Yayınevi: Kara KargaYayınları

Kitap Türü: Roman

Yayım Yılı: 2024

Sayfa Sayısı: 216

Arka Kapak Bilgisi

“Acımı anlatacak kadar şarkı, teşekkür edecek kadar İngilizce biliyorum ama acımı geçirecek kadar şarkı, derdimi anlatacak kadar Türkçe bilmiyorum.”
12 Eylül döneminde babasını kaybeden on yaşındaki Mihrap darbeyle değişen hayatlarını babasının ölümüyle okur. Kırkına kadar ölü, evini ziyaret eder derler. Mihrap da kırk gün içinde darbeyi ortadan kaldırırsa babasının döneceğine inanır.
Sinem Sal’ın Bizim Zamanımız’la yarattığı neşeli dram türünde ilerleyen roman bir çocuğun yas sürecini neşelendirmeye çalışmasının hikâyesidir. Korkuları kadar cesareti, ızdırabı kadar neşesi olan bir çocuğun hikâyesi. Büyüdüğünde Mihrap olacak bir kız çocuğunun hikâyesi.

Mihrap / Sinem Sal

Karakarga Yayınları’ndan çıkan Sinem Sal imzalı Mihrap, okurunu 1980’ler Türkiye’sine götürüyor. Sinem Sal artık takip edeceğim bir yazar diyebilirim. Çok akıcı bir yazım dili var. Böyle üzücü ve ağır bir hikaye ancak bu kadar tatlı anlatılabilirdi.
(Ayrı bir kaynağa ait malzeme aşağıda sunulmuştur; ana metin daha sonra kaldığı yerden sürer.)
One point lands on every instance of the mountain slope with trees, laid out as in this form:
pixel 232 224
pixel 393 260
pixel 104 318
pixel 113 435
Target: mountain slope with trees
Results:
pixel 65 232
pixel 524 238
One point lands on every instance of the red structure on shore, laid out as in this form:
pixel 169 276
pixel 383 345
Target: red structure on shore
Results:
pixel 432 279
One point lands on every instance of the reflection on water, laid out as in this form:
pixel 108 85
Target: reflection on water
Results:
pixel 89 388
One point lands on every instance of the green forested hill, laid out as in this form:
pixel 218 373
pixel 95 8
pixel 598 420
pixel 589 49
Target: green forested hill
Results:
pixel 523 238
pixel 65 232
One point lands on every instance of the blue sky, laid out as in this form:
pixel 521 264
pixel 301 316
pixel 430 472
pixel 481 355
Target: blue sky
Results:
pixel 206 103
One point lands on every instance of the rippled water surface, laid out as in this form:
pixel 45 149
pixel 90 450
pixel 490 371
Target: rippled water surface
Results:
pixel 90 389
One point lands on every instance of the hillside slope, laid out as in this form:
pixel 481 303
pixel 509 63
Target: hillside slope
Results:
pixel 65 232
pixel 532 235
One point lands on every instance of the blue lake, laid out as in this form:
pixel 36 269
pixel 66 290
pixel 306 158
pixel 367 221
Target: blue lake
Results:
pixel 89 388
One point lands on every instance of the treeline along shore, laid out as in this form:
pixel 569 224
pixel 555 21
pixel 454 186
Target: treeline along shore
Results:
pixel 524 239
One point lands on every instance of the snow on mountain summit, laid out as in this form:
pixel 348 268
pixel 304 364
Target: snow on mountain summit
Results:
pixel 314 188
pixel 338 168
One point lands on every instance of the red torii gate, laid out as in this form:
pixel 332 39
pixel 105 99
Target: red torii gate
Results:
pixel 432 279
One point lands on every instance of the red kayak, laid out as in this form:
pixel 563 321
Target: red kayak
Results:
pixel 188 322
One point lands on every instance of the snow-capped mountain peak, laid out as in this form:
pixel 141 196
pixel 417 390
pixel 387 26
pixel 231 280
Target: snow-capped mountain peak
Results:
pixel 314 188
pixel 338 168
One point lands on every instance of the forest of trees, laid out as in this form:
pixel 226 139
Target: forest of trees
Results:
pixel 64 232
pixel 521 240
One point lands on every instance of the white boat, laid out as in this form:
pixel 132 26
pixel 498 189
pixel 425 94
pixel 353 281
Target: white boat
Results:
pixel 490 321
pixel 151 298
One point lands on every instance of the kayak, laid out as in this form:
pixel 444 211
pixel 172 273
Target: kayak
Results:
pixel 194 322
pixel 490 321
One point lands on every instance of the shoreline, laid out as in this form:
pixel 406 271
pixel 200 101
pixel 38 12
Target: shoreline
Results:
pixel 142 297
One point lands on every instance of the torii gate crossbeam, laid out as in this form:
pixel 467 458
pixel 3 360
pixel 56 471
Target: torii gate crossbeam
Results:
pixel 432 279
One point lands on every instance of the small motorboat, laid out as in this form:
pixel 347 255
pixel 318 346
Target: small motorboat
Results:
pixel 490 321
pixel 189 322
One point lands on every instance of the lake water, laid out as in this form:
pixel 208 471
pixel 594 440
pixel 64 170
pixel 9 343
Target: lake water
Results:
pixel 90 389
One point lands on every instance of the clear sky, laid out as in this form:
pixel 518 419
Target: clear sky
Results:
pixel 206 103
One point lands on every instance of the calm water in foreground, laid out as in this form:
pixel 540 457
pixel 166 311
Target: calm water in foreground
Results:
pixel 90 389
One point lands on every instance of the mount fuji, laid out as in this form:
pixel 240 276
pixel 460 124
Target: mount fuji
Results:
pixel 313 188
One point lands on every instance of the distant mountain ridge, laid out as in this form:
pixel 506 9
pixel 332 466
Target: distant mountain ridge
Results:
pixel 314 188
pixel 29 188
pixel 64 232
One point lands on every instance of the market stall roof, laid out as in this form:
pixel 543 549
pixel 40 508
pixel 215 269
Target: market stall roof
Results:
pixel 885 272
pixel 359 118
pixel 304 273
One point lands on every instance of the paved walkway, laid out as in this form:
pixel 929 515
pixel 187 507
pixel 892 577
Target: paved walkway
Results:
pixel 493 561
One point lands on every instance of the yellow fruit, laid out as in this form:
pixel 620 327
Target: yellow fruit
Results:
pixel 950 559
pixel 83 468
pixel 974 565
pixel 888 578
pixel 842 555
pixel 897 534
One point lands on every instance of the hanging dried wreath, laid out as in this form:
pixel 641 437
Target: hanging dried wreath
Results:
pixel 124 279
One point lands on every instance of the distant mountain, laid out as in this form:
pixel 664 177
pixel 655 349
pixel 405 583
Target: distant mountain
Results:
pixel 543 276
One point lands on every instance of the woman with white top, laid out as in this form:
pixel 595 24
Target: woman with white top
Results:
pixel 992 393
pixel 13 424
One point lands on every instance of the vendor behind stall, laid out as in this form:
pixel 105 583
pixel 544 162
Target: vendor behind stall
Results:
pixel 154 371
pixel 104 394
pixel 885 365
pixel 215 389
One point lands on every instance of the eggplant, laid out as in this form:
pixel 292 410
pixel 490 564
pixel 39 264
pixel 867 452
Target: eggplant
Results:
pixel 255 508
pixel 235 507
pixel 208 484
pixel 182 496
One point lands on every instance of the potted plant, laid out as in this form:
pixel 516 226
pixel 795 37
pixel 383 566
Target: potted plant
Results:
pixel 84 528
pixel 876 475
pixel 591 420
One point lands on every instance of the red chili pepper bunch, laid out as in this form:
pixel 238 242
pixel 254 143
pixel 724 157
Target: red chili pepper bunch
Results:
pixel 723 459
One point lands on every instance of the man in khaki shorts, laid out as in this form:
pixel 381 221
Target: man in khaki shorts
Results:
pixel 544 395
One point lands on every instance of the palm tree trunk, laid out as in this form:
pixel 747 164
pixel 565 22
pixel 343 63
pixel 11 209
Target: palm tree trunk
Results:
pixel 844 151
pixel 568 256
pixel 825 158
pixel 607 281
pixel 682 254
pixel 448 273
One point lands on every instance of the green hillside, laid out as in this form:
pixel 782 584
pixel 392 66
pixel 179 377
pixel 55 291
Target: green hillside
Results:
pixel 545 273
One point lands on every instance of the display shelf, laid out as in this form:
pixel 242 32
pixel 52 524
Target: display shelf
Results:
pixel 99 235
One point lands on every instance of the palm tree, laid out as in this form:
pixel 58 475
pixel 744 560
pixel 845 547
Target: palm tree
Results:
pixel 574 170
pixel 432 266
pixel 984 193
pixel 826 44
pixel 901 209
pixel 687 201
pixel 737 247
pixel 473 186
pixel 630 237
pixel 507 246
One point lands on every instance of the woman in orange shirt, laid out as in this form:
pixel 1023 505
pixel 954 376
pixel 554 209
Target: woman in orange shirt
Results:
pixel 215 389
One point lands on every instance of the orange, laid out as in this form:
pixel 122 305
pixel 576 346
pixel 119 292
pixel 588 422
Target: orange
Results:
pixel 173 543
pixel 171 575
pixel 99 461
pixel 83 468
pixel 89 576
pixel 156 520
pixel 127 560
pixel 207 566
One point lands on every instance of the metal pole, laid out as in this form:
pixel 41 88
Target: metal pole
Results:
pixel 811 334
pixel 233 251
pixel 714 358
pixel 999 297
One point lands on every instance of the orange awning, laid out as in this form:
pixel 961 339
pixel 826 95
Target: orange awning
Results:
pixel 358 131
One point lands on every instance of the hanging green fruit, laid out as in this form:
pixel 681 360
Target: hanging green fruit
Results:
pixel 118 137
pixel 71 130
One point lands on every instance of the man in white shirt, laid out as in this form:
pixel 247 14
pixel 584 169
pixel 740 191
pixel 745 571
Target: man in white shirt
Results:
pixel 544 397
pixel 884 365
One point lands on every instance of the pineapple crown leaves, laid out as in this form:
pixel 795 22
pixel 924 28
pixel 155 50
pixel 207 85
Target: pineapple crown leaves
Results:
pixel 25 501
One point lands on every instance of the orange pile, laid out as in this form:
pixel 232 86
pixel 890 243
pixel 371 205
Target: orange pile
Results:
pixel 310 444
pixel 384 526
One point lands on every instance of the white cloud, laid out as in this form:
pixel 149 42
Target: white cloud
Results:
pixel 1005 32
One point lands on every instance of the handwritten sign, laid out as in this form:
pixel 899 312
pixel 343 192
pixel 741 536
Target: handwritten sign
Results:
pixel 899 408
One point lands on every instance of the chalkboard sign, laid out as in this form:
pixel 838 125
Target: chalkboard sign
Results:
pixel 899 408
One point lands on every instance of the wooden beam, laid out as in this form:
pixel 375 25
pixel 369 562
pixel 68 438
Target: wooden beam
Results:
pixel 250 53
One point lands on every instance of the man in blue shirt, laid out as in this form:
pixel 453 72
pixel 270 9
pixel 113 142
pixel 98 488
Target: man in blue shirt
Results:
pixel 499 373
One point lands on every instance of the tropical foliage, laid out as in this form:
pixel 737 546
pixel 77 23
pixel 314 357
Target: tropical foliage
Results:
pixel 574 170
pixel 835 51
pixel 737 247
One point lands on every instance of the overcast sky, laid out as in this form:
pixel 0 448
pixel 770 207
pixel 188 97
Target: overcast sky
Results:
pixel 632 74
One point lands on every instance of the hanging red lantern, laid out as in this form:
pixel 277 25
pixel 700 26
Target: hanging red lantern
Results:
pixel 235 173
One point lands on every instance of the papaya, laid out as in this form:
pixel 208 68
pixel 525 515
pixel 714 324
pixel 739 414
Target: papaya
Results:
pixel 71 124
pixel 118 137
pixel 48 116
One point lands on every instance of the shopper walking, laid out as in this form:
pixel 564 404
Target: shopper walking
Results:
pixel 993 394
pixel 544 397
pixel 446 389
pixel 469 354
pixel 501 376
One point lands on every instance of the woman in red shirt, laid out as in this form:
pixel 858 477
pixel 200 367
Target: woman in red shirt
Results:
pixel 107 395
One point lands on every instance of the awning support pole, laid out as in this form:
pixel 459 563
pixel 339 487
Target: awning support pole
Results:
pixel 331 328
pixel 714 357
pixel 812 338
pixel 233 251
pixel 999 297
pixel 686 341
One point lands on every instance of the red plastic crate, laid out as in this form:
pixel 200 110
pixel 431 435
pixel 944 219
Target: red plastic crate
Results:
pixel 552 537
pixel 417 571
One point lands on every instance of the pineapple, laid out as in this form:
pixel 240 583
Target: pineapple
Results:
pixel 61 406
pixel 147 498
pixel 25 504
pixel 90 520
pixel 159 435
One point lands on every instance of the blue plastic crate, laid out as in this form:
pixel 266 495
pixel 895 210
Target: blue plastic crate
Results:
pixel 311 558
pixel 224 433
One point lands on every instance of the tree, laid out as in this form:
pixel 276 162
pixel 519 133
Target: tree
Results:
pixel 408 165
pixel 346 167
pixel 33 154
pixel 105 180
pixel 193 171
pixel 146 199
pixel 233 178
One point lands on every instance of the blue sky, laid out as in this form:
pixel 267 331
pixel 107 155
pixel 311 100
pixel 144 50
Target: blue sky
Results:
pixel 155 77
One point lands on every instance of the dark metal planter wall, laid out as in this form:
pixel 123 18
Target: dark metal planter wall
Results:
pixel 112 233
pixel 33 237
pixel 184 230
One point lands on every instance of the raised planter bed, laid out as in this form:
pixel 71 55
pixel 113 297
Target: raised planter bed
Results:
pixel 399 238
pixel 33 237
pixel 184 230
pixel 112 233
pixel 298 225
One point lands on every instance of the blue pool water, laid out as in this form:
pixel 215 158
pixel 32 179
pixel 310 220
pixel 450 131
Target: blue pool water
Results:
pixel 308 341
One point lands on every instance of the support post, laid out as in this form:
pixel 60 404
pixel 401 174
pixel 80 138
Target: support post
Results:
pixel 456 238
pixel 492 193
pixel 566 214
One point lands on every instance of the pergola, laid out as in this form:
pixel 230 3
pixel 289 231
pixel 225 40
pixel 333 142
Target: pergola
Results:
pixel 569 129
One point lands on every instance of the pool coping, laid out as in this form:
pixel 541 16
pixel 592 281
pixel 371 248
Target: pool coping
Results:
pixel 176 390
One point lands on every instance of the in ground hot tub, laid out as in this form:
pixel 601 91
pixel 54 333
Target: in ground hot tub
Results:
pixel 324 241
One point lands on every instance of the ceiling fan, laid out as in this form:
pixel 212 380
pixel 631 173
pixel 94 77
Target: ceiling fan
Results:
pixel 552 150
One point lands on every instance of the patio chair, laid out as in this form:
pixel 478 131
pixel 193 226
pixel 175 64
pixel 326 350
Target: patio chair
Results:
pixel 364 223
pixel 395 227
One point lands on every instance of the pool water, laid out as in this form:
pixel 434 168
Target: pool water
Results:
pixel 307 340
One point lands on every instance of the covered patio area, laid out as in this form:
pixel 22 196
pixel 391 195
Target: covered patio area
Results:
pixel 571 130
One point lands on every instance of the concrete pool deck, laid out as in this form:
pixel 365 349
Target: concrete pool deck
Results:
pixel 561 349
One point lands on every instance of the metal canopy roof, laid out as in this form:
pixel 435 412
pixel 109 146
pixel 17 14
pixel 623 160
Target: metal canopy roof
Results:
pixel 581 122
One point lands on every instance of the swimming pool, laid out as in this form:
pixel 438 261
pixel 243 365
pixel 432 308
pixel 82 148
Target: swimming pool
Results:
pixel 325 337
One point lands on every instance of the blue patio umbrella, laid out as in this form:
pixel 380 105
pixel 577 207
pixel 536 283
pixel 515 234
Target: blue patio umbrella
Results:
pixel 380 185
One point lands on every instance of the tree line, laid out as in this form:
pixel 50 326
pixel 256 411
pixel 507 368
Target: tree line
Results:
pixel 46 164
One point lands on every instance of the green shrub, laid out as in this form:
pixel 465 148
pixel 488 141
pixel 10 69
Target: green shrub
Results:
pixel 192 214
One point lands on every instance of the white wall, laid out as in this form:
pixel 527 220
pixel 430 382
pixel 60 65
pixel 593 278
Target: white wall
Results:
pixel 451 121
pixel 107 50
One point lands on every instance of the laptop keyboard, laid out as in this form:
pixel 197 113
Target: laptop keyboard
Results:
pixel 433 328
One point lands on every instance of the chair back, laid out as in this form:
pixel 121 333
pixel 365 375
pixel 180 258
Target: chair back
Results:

Roman, siyasi çalkantıların içinde büyüyen bir çocuğun iç dünyasını samimi bir dille anlatırken, hem bireysel hem de toplumsal hafızaya dair izler taşıyor. Babasını 12 Eylül darbesi döneminde kaybeden 10 yaşındaki Mihrap’ın babasının ölümünü kabul etmeyişini, hislerini, çaresizliğini ama bir yandan da çocuk masumiyeti ile onu geri getirme çabasını, umutlarını okuyoruz.

Dönemin mahalle hayatı, komşuluk ilişkileri, siyasal baskıları ve insanların yaşadıkları öyle bir anlatılmış ki o dönemleri yaşayanlar o zamana geri gidecek, yaşamayanlar da yaşamış kadar olacak.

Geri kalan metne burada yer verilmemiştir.